Zoonoses and zoonotic diseases


If you work with animals you may have heard the term ‘zoonosis’. This article aims to explain what this word means and what some common zoonoses are.

What is a Zoonosi?

A zoonosis (plural zoonoses or zoonotic disease) is a disease caused by an infectious agent such as a bacterium, virus, fungi or parasite that can be transmitted from animals to humans.  

Why do Zoonotic diseases matter?

Zoonses account for 60% of existing human infectious disease and at least 75% of emerging infectious diseases of humans (OIE statistics).

Infected animals may not show the severity of illness as infected humans do but disease in food producing animals can cause major losses in production. Zoonotic disease can have serious long term health complications in humans so it is important to take precautions to minimise the risk of contracting one of these diseases. People that live and work around livestock and wildlife are at greater risk of contracting a zoonotic disease.

What are some common Zoonoses and who gets them?

One of the most well-known zoonotic diseases in the world is Rabies. The Rabies virus is often spread to humans from the bite of an infected animal, where infected saliva comes in contact with broken skin. Luckily, Australia does not have Rabies.

There are numerous zoonoses in the world, but the best way to work out which ones are most relevant to your area is to visit your state or territory agricultural or government health website or contact your general practitioner or veterinarian.

Some of the common zoonotic diseases in Australia include:

Q Fever - This disease is caused by the bacteria Coxiella Burnetii. Cows. Sheep and goats are common transmitters to humans, where it can be found in high levels in infected animals’ urine, faeces, placentas and other birthing fluids. It most commonly affects abattoir workers, veterinarians, veterinary nurses and livestock workers who may be exposed to these infected tissues.

Less commonly dogs and cats and wildlife may be sources of Coxiella Burnetii. It is recommended that abattoir workers, veterunarians, veterinary nurses, livestock workers, dog and cat breeders and wildlife carers be vaccinated against Q Fever.

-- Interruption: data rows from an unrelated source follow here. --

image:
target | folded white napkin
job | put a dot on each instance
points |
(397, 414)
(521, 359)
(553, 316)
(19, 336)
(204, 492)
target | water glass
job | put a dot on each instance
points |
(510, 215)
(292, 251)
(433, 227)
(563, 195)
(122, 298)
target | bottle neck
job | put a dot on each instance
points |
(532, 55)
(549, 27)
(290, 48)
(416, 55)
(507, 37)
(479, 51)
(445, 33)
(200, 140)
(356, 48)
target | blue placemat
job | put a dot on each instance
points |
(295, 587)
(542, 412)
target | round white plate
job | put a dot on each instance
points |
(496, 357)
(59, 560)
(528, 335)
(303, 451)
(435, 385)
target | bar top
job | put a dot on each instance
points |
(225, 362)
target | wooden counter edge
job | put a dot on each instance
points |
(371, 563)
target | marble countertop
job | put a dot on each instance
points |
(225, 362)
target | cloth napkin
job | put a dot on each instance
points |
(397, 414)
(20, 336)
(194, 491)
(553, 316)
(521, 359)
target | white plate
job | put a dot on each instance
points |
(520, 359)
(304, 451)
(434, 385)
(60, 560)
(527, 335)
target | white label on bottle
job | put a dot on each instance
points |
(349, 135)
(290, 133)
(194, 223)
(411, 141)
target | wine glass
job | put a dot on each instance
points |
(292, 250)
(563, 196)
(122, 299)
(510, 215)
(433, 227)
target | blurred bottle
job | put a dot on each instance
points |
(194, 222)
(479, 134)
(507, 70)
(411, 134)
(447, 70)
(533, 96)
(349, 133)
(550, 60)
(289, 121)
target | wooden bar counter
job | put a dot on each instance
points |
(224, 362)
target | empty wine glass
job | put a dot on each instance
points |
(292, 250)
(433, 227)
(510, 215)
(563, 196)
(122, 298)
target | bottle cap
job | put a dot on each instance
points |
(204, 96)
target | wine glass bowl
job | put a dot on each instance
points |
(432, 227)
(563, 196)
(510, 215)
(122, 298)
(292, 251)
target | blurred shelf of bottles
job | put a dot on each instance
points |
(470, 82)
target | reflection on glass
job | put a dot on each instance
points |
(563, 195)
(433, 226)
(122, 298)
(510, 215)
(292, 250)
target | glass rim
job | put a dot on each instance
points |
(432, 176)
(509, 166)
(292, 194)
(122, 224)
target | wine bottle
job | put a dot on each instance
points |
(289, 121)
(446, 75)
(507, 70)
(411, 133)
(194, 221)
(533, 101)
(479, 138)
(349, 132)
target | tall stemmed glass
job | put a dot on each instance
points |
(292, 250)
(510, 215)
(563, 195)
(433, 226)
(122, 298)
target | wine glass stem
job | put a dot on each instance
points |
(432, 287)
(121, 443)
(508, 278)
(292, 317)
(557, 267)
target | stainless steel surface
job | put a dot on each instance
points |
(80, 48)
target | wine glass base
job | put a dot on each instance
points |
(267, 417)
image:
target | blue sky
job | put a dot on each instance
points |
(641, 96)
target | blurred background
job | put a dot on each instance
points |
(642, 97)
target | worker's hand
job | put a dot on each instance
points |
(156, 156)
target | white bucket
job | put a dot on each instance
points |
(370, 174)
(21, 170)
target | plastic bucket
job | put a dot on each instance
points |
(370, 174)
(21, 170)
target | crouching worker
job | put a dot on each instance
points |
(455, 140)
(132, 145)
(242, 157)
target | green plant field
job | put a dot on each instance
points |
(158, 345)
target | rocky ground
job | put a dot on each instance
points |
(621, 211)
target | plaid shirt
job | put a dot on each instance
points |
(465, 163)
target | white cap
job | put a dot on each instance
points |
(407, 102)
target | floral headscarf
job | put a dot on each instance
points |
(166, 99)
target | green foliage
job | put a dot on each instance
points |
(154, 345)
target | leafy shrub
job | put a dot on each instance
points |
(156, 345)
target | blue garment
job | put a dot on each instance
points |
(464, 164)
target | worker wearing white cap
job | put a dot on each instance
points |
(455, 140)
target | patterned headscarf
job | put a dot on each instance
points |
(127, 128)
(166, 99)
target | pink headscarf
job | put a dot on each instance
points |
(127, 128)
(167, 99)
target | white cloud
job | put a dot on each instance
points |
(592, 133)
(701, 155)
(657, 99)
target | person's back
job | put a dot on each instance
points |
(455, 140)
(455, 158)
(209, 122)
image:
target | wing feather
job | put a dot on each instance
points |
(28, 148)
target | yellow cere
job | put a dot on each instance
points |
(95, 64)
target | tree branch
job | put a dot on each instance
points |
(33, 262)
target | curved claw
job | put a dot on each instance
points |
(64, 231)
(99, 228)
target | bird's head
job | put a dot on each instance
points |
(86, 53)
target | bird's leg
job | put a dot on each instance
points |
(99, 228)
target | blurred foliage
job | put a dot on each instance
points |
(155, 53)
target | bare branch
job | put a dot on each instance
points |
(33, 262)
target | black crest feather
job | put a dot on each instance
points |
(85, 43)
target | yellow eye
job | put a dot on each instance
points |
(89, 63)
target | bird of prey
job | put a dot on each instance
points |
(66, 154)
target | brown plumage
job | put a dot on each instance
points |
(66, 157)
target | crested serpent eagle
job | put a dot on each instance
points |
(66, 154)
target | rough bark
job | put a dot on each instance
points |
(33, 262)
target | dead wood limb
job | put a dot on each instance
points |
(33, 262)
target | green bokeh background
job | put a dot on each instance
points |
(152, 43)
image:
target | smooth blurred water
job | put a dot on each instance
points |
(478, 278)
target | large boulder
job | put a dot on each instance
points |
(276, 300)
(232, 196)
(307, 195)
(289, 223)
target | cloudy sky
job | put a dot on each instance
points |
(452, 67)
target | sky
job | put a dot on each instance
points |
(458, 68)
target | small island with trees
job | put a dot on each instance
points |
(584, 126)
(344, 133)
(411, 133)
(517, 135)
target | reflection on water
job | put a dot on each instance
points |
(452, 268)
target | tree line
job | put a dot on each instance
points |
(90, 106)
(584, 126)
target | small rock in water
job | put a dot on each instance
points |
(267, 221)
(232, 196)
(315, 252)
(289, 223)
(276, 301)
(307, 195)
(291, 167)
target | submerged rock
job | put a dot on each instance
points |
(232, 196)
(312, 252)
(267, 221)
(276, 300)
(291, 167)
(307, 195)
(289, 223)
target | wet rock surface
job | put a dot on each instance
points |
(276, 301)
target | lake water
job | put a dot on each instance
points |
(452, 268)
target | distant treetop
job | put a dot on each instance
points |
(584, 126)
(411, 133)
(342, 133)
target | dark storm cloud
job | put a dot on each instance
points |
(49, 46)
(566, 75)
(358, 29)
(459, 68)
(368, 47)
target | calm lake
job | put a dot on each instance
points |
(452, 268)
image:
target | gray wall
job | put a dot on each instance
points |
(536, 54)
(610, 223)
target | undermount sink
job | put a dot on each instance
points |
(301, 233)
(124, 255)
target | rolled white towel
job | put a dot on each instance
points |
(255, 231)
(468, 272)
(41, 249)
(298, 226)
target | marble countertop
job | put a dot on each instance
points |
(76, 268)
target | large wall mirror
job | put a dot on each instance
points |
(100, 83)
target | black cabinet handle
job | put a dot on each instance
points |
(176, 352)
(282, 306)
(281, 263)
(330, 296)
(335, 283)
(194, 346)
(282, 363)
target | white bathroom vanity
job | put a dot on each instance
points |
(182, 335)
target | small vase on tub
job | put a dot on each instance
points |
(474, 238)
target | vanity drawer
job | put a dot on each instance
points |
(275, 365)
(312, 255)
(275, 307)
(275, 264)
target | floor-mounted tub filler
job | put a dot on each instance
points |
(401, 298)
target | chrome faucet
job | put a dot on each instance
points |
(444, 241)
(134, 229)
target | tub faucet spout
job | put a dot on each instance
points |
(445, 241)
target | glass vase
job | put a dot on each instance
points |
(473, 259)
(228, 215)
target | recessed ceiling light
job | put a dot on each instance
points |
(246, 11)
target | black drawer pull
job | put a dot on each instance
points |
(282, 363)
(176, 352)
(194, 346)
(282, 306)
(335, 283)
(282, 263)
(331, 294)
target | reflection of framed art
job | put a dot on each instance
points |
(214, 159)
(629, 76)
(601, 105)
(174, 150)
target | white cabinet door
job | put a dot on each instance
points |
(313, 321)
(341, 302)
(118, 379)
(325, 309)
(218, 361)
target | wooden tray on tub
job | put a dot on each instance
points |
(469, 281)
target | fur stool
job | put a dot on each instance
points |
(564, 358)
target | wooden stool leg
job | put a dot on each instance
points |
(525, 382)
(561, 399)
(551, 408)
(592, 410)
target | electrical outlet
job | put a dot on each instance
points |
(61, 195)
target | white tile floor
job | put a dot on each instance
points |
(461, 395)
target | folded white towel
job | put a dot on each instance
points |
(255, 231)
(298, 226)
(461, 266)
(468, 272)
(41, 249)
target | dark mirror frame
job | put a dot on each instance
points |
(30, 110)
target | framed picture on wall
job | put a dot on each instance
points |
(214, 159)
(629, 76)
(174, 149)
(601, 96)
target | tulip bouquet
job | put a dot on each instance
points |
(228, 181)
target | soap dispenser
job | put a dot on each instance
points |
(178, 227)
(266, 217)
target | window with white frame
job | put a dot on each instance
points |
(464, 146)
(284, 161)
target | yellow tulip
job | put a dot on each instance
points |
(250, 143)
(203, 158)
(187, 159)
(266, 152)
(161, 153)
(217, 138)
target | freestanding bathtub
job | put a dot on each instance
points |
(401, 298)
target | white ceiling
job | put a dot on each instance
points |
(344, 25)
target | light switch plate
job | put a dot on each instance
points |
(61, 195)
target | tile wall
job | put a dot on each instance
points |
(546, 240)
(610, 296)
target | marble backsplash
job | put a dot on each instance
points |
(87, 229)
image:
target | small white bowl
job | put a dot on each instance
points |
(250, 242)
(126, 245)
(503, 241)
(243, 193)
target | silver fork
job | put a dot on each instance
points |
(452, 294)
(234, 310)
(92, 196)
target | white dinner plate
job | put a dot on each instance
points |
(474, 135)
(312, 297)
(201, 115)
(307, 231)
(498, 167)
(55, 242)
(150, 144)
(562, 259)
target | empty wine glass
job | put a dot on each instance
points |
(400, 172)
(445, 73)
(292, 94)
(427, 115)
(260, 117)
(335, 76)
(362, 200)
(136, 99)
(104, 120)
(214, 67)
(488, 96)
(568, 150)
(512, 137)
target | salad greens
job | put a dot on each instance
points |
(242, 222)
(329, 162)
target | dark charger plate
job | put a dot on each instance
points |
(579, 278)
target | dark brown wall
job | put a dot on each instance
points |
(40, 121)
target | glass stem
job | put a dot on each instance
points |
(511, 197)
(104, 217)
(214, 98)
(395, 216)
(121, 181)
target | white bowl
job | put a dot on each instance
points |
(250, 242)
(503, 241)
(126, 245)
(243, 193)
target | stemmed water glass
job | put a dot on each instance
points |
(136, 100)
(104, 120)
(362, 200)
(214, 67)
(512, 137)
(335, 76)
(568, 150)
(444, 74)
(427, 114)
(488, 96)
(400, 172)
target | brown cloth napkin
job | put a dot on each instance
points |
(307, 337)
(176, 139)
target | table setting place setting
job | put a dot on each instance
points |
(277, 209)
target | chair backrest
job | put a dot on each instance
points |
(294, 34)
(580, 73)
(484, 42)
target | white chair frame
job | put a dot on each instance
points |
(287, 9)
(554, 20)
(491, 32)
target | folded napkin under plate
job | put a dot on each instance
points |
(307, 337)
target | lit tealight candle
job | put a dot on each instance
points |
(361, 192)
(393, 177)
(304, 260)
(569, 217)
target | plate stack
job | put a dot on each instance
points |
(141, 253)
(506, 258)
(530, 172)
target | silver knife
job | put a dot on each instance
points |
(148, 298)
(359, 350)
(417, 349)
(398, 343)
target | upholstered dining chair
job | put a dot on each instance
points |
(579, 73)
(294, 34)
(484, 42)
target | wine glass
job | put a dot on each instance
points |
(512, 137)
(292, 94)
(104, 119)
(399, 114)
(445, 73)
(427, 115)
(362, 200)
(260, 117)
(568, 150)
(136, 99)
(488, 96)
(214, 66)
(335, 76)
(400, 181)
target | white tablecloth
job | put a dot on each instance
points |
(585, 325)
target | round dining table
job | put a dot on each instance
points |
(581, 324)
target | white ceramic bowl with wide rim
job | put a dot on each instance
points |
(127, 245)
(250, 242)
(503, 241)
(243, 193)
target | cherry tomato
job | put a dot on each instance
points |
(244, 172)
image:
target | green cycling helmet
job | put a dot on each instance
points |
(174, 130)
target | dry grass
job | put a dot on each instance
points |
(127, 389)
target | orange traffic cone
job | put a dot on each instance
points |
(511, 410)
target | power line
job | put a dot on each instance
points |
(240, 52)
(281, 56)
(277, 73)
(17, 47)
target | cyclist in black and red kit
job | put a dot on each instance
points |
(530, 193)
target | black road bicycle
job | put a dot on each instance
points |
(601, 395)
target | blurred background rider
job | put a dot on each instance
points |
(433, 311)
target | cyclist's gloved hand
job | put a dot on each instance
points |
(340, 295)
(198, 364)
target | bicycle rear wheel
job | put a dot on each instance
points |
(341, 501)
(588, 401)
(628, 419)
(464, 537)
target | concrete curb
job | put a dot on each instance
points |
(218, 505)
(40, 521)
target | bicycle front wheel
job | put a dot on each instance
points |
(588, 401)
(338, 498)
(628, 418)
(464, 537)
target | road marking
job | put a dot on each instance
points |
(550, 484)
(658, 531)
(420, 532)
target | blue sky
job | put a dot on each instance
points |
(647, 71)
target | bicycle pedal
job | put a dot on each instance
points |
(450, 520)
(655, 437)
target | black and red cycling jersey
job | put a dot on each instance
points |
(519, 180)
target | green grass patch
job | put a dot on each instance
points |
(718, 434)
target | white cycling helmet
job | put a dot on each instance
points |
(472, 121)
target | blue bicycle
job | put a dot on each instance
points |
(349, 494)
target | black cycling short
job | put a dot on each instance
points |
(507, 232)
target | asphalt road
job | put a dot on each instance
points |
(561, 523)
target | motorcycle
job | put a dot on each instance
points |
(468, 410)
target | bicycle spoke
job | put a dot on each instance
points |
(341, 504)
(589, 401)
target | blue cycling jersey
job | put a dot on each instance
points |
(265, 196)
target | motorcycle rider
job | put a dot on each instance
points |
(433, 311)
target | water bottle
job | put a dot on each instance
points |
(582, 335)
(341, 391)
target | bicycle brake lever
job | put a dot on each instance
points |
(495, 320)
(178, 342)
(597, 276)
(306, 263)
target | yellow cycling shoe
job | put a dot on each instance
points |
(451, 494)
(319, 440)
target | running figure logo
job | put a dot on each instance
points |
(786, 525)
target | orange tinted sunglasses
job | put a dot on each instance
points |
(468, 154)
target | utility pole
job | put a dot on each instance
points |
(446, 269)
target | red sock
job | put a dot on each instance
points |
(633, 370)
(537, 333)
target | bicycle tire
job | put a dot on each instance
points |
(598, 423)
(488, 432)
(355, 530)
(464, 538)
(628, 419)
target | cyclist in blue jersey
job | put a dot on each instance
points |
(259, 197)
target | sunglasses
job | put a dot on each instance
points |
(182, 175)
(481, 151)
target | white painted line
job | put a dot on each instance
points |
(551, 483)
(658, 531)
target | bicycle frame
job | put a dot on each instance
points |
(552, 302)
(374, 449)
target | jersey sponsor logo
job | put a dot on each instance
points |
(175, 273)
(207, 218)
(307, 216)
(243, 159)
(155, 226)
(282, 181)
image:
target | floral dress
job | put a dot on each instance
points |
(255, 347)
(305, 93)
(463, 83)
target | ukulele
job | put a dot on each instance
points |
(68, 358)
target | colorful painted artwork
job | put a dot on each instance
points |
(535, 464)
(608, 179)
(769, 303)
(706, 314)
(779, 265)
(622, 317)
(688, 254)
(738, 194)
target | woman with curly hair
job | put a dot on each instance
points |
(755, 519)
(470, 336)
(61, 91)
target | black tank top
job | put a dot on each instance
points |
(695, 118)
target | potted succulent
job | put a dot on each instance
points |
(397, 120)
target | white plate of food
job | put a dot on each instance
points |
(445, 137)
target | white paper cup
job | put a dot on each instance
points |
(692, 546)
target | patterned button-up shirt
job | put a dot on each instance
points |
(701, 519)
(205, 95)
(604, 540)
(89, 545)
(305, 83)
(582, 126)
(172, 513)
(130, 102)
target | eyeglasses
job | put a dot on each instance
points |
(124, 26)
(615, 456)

Leptospirosis - In Australia, Leptospirosis is caused by the bacteria Leptospira. Although it can infect many domestic and wild animal species, Leptospira is most commonly transmitted to people through the infected urine of cows, sheep and goats. Infected urine can in turn contaminate soil and water sources.

Not only can this be a hazard for farmers and abattoir workers, but the disease can also be transmitted to people swimming, camping or in close contact with contaminated water sources.

Ringworm - Despite its name Ringworm is not actually a worm at all. It is a fungal skin infection also known as dermatophytosis and is transmitted through direct contact with an infected animal.

Cats, dogs, rabbits, cows, sheep and many more domestic and wild animals may be affected. It more commonly affects young people and animals or those with a compromised immune system. 

Other zoonotic diseases include:

  • Hendra virus
  • Psittacosis
  • Salmonella
  • Australian Bat Lyssavirus
  • Brucellosis
  • Avian Influenza
  • Anthrax
  • Emerging coronaviruses e.g. SARS, MERS, COVID-19

Most zoonoses come from livestock including pigs, chickens, cattle, goats, sheep and camels.

Veterinarians play an important role in helping to prevent zoonotic diseases by keeping animals healthy and vaccinating them for hendra, brucellosis, avian influenza, anthrax and leptospirosis.